A spaceship was allegedly stored in the hangars of the SIAI Marchetti in Vergiate near Milan, a building destroyed by a fire in 1940. Whether that fire was accidental has never been established.
The story remained entirely unknown until 1996, when an anonymous person began sending, to various central and local organisations, documents, both originals and photocopies, relating to a series of UFO sightings which had occurred over Italy during the 1930s and 1940s. One of the first packages was addressed to the Bologna daily newspaper Il Resto del Carlino, and contained a bulky dossier of 34 photocopied pages covering various UFO sightings in the regions of Italy between 1933 and 1940, some of them reports from the Royal Italian Air Force, with the recommendation "SAY NOTHING TO IL DUCE."
The documents include two telegrams sent in 1933. One demands "absolute silence" over the "alleged landing on national soil of unknown aircraft." The other threatens arrest and penalties for journalists reporting on news about the aircraft's origin and nature. Both telegrams were allegedly sent on the personal orders of Mussolini himself.
Forensic testing conducted at the time allegedly confirmed the documents' ink and paper dated to the 1930s. However, the full lab reports have never been publicly released, and no independent verification of the results has been provided.
The 1933 crash was not the only incident on record. Between 1933 and 1940, there were many different Italian UFO sightings. In one instance, an Italian fighter plane intercepted a UFO between Ravenna and Rome, and in August 1936 there was a multiple UFO sighting, a "flying cigar" and two Saturn-shaped UFOs, over Mestre and Venice.

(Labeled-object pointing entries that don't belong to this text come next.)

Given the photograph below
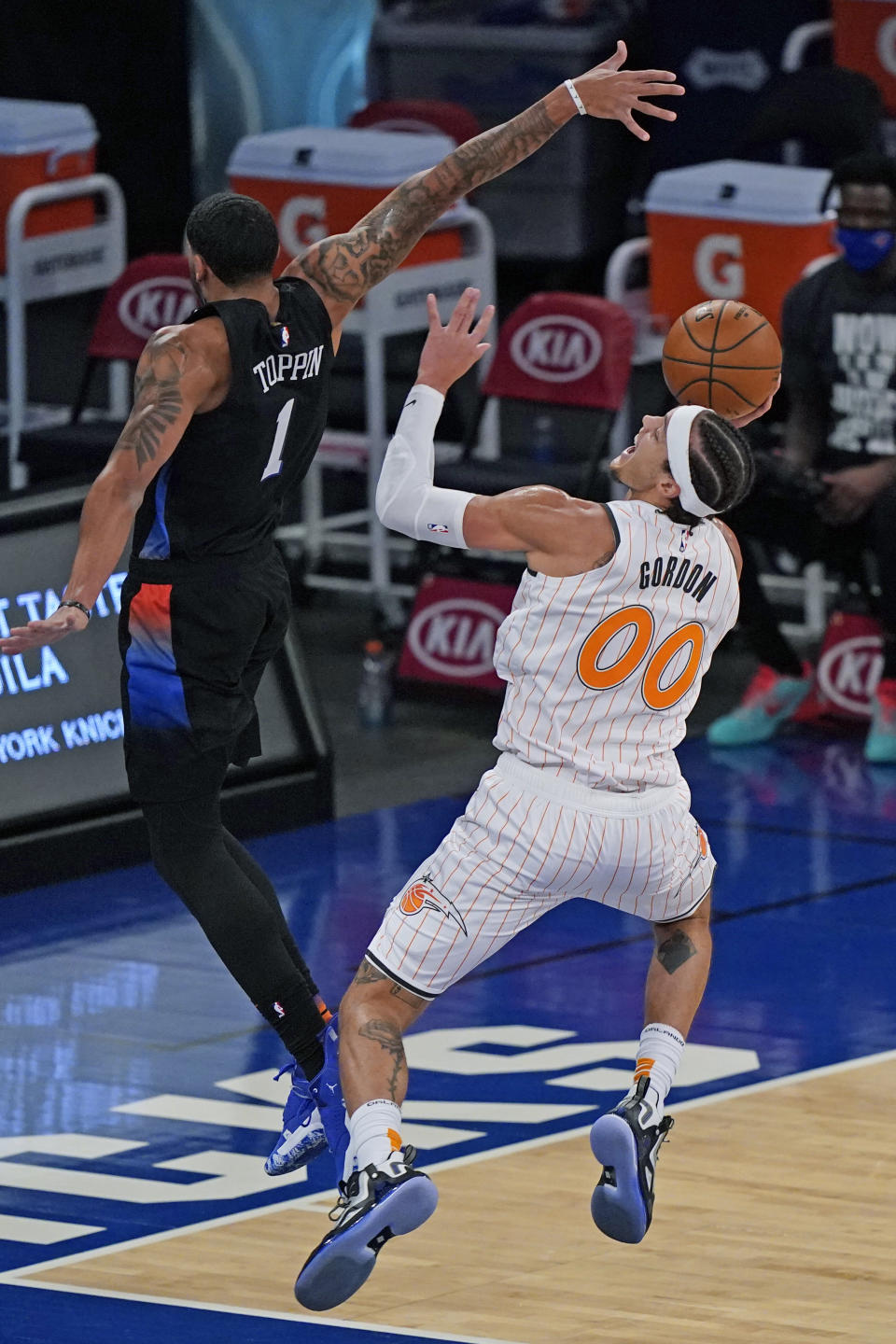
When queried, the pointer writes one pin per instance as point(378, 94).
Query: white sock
point(375, 1132)
point(658, 1058)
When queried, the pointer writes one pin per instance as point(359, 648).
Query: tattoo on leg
point(369, 974)
point(675, 950)
point(387, 1035)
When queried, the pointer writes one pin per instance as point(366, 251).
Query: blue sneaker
point(768, 702)
point(627, 1145)
point(327, 1093)
point(373, 1206)
point(302, 1135)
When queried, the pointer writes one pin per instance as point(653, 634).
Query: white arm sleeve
point(406, 498)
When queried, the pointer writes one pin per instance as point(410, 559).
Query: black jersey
point(222, 489)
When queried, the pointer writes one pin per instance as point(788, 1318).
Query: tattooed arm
point(343, 268)
point(180, 371)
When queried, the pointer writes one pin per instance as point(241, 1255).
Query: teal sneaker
point(880, 744)
point(768, 702)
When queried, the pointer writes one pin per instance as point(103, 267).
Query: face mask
point(865, 247)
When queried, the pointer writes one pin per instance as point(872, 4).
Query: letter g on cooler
point(302, 220)
point(718, 266)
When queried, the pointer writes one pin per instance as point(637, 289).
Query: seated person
point(840, 371)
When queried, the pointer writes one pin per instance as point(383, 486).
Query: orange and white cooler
point(45, 143)
point(734, 229)
point(865, 40)
point(318, 182)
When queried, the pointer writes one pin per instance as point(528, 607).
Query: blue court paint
point(109, 998)
point(36, 1316)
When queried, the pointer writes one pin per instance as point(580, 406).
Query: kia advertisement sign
point(566, 350)
point(150, 292)
point(558, 348)
point(150, 304)
point(450, 636)
point(847, 671)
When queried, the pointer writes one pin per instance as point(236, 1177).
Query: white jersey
point(603, 668)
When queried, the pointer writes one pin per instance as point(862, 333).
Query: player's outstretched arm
point(174, 378)
point(536, 519)
point(343, 268)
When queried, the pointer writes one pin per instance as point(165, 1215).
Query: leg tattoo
point(675, 950)
point(387, 1035)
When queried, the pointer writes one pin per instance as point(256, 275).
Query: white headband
point(678, 451)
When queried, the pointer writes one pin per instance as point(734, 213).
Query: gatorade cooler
point(865, 40)
point(45, 141)
point(734, 230)
point(318, 182)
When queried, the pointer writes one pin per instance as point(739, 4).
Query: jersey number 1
point(656, 696)
point(275, 460)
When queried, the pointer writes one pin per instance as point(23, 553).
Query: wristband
point(574, 94)
point(78, 607)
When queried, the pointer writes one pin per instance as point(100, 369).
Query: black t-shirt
point(838, 333)
point(222, 489)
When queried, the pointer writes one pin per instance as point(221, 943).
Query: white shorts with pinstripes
point(528, 842)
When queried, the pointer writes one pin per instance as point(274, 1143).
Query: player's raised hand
point(614, 93)
point(450, 350)
point(63, 622)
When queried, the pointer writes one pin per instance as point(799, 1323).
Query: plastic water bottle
point(544, 439)
point(375, 691)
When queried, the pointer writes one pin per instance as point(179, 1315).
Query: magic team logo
point(424, 895)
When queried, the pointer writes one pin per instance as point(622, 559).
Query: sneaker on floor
point(880, 744)
point(627, 1145)
point(302, 1135)
point(327, 1093)
point(373, 1206)
point(768, 702)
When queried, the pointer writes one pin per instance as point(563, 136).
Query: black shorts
point(195, 638)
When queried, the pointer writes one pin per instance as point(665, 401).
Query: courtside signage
point(558, 348)
point(452, 632)
point(849, 671)
point(160, 301)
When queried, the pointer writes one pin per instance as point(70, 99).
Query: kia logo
point(849, 672)
point(150, 304)
point(455, 637)
point(556, 350)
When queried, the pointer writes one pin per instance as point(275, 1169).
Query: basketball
point(724, 355)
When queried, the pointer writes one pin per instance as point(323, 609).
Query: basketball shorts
point(195, 638)
point(526, 843)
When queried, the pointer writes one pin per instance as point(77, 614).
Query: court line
point(806, 833)
point(321, 1199)
point(332, 1323)
point(718, 918)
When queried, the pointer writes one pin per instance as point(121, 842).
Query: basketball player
point(229, 410)
point(611, 631)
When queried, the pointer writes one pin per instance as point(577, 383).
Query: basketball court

In the archives of the Prefettura of Milan, researchers found two bundles of telegrams sent to the Prefettura during the years from 1933 to 1938, referring to mysterious overflights of aircraft in the skies of Italy. Of about 500 documents, 68 are particularly strange, and at least 9 are strictly about UFOs, with constant references to the existence of a network for the gathering of reports.
The story took on new dimensions in 2023, when former US intelligence official David Grusch, testifying before the United States Congress on unidentified aerial phenomena, referenced the Magenta incident directly. Grusch stated that his information came from "classified briefings" as well as from firsthand sources involved in a "broad US crash-retrieval program," referring to the 1933 crash near Magenta as the earliest known case of a non-human vehicle having been recovered by government officials.
Some sources also claim that Winston Churchill and Mussolini carried on secret correspondence about the 1933 crash, and that in April 1945, the 1st Armored Division captured the Marchetti Aviation Facility where the 1933 Magenta UFO was kept, and that it was subsequently brought to the United States. These claims remain entirely unverified.
The mainstream scientific and historical community remains deeply sceptical. No independent archive has corroborated the existence of Cabinet RS/33, and all the primary documents trace back to a single anonymous source. The credibility of the case is hindered by a lack of official corroboration and limited public access to original documentation.
What is harder to dismiss is the broader context. Italy in the 1930s was one of the world's leading nations in aviation and aeronautics, operating under a regime with both the appetite for secrecy and the institutional machinery to enforce it. Whether the documents are genuine, elaborate fabrications, or something in between, the story of Mussolini's UFO has outlasted almost every other claim in the history of Italian ufology, and shows no signs of going away.